BEIJING (Reuters) - China’s banking regulator sees “severe risks” from funds flowing into the real estate, coal and steel industries through the trust industry, a major part of the shadow banking sector, two sources with knowledge of the matter said on Thursday.
Deng Zhiyi, head of the Trust Department at the China Banking Regulatory Commission (CBRC), recently told trust firms at this year’s work meeting that the risks may be higher than originally estimated, the sources told Reuters.
Deng said some trust firms did not fully transfer credit risks to investors, due to insufficient disclosure of information, as well as illegal guarantees made on principal and interest payments.
Some trust companies also misclassified risky assets and lacked sufficient provisioning and capital, he added.

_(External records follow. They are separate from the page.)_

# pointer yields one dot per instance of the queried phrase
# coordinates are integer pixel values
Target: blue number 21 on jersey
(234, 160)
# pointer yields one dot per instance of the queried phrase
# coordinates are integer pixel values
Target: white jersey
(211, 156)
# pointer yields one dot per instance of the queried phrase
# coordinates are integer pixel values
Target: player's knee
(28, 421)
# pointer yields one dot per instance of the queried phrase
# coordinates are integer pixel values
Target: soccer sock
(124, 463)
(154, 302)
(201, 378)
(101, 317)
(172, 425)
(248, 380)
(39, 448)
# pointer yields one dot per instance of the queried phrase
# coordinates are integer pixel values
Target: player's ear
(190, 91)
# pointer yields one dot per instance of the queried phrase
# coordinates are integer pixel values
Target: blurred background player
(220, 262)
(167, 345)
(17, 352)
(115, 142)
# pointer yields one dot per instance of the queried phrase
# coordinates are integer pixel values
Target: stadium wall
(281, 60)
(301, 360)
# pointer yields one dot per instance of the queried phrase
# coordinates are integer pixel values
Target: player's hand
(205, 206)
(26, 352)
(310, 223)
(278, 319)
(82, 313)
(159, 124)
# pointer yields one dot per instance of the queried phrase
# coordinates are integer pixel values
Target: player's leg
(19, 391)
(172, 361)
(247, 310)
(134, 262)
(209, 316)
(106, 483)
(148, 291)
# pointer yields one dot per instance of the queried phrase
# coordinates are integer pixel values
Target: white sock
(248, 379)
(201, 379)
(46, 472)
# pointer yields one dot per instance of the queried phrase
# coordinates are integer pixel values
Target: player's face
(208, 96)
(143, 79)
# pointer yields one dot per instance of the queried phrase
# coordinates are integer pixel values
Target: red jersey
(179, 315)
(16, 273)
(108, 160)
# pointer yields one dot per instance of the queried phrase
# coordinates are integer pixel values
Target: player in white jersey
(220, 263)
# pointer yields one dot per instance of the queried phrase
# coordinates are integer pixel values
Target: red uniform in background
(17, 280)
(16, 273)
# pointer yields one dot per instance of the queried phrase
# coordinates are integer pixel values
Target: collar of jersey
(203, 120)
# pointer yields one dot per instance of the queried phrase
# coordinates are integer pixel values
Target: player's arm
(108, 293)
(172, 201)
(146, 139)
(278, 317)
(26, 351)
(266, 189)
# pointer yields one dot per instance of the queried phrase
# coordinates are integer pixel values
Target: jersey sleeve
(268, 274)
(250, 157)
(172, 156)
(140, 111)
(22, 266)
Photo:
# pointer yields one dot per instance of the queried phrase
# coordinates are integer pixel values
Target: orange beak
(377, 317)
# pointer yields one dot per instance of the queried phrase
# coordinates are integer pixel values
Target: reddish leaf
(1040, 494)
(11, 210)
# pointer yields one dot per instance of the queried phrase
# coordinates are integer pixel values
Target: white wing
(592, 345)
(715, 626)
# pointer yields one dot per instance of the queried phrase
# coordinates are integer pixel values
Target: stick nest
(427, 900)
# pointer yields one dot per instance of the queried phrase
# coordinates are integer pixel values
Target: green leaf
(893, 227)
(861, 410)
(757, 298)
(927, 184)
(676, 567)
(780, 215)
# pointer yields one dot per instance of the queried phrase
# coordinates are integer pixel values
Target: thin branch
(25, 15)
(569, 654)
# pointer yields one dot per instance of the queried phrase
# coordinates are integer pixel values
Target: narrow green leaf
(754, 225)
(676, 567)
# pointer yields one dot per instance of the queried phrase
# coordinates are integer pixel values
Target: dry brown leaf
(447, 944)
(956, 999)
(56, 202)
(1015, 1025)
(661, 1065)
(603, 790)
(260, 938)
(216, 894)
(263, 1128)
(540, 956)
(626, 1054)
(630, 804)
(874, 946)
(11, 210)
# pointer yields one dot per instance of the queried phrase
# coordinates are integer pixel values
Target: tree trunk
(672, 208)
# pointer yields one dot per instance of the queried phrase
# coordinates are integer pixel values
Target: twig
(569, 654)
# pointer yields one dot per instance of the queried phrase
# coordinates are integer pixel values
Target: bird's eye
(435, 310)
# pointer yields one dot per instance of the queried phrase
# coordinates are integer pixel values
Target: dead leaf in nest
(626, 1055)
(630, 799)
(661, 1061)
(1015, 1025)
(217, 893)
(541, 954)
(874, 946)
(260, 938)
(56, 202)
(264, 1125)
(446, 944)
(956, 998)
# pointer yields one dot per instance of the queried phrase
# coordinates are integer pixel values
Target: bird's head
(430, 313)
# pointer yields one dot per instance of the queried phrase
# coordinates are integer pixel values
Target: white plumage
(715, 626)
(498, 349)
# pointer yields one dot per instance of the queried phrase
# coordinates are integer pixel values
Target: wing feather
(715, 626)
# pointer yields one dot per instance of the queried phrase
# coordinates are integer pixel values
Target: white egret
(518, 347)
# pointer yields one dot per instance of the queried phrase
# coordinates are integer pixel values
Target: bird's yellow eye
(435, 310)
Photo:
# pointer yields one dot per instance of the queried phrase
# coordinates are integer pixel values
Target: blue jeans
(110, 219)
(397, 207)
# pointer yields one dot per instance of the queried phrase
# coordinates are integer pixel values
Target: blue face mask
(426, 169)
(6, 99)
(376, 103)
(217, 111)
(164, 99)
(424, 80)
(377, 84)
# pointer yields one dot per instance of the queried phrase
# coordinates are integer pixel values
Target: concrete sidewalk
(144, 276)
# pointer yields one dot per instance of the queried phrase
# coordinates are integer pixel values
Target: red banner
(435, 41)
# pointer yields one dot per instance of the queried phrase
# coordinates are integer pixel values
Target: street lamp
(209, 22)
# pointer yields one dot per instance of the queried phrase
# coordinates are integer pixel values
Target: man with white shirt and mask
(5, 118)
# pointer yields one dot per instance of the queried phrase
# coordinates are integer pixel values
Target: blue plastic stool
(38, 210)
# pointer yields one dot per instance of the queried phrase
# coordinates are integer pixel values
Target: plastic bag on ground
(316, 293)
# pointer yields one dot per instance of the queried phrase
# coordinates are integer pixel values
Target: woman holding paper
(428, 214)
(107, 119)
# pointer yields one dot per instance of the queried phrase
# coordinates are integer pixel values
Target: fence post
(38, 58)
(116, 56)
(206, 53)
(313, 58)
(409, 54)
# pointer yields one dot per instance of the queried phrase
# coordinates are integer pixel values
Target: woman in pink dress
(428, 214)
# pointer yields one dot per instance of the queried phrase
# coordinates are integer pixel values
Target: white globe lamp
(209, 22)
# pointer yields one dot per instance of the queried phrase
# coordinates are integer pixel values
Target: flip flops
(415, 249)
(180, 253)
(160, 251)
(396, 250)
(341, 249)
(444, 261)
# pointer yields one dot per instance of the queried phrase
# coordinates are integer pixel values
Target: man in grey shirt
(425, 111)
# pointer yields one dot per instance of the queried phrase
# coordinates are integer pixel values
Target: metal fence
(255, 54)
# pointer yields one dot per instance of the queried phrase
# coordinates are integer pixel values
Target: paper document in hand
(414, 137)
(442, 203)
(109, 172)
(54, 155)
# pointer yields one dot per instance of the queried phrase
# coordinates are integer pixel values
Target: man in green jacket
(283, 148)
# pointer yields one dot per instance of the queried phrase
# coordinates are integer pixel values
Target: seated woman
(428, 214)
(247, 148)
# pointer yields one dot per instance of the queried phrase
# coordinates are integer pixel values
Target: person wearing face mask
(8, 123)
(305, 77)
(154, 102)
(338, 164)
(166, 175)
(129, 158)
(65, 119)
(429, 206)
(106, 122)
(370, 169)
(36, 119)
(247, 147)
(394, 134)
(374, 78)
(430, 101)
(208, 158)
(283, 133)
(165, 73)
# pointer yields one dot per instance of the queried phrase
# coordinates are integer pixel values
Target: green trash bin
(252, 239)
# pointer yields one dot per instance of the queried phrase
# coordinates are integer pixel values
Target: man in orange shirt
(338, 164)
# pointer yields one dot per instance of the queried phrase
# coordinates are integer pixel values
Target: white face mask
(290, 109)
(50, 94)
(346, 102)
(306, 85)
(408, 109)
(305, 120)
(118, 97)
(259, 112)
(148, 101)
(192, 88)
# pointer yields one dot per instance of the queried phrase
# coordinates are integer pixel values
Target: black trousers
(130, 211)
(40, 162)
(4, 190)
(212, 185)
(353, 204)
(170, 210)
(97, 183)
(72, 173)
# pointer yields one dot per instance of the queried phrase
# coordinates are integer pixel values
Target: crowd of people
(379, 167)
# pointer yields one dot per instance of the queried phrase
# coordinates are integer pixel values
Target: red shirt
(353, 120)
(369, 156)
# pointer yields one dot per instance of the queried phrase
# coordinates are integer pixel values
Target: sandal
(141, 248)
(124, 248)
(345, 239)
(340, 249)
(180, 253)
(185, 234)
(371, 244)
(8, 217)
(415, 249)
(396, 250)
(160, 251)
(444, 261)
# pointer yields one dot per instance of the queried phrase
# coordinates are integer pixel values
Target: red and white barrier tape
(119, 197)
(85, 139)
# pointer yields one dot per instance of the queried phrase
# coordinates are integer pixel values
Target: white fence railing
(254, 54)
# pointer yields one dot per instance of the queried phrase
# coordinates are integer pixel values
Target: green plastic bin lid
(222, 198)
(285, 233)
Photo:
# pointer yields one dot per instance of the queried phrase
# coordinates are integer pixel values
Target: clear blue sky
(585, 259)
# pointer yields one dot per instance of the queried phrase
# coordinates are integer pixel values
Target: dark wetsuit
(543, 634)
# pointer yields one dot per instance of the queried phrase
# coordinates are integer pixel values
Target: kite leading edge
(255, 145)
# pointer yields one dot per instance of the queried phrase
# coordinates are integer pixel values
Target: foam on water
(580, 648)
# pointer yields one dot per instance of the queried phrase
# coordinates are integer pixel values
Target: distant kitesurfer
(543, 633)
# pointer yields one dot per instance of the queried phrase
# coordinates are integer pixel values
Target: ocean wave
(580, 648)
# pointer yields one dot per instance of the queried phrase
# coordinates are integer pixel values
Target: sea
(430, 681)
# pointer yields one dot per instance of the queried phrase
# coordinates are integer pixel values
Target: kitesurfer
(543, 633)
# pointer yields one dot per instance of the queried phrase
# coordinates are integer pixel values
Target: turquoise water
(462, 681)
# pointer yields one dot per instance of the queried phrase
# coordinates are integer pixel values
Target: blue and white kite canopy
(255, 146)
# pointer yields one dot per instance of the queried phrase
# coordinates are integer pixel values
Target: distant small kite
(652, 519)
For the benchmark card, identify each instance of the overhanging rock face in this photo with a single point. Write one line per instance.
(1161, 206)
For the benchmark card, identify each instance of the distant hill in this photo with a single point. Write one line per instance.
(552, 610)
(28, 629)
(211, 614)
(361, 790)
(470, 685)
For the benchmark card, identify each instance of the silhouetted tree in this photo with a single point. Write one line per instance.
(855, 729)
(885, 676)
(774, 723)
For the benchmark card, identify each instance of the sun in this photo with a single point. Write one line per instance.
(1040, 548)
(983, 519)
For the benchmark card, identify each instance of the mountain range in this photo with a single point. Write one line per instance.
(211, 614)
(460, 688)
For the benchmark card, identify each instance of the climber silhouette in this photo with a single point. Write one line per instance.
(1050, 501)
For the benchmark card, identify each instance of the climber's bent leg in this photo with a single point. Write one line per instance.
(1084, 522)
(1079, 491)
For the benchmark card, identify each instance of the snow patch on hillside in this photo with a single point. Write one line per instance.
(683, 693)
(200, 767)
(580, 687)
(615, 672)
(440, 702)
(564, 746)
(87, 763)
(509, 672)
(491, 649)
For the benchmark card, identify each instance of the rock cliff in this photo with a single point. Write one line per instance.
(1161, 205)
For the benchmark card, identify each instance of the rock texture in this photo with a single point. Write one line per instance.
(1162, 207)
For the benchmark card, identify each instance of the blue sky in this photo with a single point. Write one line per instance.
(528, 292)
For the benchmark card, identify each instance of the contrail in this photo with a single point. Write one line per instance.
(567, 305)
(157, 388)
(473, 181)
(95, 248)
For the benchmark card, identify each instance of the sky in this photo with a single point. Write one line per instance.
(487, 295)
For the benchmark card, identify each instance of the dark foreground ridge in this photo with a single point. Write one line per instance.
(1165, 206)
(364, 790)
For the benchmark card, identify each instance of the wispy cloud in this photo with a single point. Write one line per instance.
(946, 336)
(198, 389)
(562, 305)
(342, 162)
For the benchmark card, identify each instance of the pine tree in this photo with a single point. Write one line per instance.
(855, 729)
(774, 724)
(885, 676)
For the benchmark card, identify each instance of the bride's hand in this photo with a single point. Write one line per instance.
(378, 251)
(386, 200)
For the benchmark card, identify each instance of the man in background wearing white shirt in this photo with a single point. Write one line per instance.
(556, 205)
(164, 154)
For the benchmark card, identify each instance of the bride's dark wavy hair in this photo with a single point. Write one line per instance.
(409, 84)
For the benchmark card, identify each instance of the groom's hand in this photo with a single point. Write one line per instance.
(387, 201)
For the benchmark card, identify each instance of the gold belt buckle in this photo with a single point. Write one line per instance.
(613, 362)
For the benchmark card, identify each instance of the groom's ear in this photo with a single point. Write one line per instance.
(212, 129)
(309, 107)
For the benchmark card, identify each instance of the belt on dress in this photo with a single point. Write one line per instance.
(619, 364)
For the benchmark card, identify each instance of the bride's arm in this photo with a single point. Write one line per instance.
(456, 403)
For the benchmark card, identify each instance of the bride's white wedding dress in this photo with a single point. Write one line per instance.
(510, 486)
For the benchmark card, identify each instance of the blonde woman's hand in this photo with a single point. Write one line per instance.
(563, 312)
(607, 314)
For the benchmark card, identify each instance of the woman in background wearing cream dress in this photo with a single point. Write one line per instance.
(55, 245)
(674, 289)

Since 2016, trust products related to property, coal, steel and other excess-capacity industries have been facing rising credit risks, Deng said, particularly as corporate leverage, client concentration rates and defaults were all on the rise.
Deng urged the trust firms to pay special attention to the illegitimate use of real estate trust products to bypass loan restrictions by the banking regulator, according to the sources.
He also warned trust firms not to illegally accept local government guarantees, which would increase the “invisible debt” burden of local governments.
The outstanding volume of risk assets of China’s trust industry reached 117.5 billion yuan (13.26 billion pounds) by the end of last year, for an increase of 20.2 billion yuan from the beginning of 2016, CBRC data showed.
Reuters could not immediately reach CBRC for comment.
At the meeting, Deng also told trust firms to strengthen their risk assessment and monitoring and pay special attention to concealed risks using methods such as product repackaging, non-standard fund pools and connected transactions.
“We will continue to clean up non-standard fund pools, and hold trust companies with poor enforcement responsible,” Deng said, according to the sources.